O CNJ reconheceu a invalidade, por vício formal
(insuficiência de quórum), do pronunciamento realizado em sessão administrativa
do TJ-MT em 26 de abril de 2011, que resultou na negativa de acesso do juiz
Miranda Rocha ao cargo de desembargador pelo critério de antiguidade. Na
sessão, o nome de Miranda Rocha foi rejeitado em decorrência de seu histórico
funcional por 17 dos 22 desembargadores presentes. Embora o TJ-MT seja
constituído por 30 desembargadores, à época dos fatos o Pleno contava com seis
magistrados aposentados e dois estavam afastados por decisão do Superior
Tribunal de Justiça (STJ).
No Mandado de Segurança, o procurador-geral do Estado do
Mato Grosso salientou que foi intimado da decisão do CNJ no último dia 8,
quando passou a contar o prazo de 10 dias para cumprir a determinação, prazo
este que expira amanhã (18). Segundo o procurador, a investidura do magistrado
recusado e a anulação da nomeação anterior causarão sérios prejuízos à
prestação jurisdicional. Outro argumento refere-se aos efeitos multiplicadores
do pronunciamento do Conselho, em razão do fato de o TJ-MT haver deliberado
diversas matérias considerado o quórum integral de 22 desembargadores.
De acordo com o ministro Marco Aurélio, a controvérsia é
única: uma vez não observado, em razão de peculiaridade circunstancial, o
quórum qualificado de dois terços previsto na alínea “d” do inciso II do artigo
93 da Constituição Federal, “cabe declarar a insubsistência do ato praticado
pelo Tribunal de Justiça ou ter como não rejeitado o juiz, vindo a acontecer a
nomeação automática, com a anulação daquela que
ocorreu em virtude da deliberação do Tribunal?”.
“A questão está a exigir o crivo do Colegiado Maior do
Supremo.
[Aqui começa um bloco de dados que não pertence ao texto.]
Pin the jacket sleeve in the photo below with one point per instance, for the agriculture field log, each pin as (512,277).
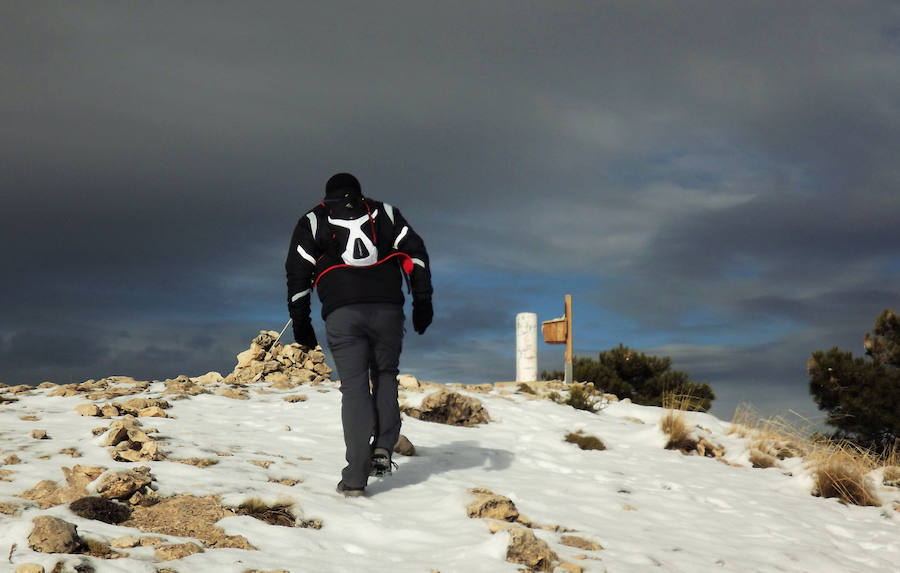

Em princípio, há de se distinguir a proclamação de insubsistência de
certo ato, voltando-se ao estágio a ele anterior, do pronunciamento do Tribunal
quanto à promoção. A rigor, o Conselho Nacional de Justiça acabou
substituindo-se, nessa última prática, ao Tribunal de Justiça do Estado de Mato
Grosso. Defiro a liminar para suspender, até o julgamento final desta
impetração, a decisão proferida pelo Conselho Nacional de Justiça, na 146ª
Sessão Ordinária, no Procedimento de Controle Administrativo 0006056 -
93.2011.2.00.0000”, concluiu o relator.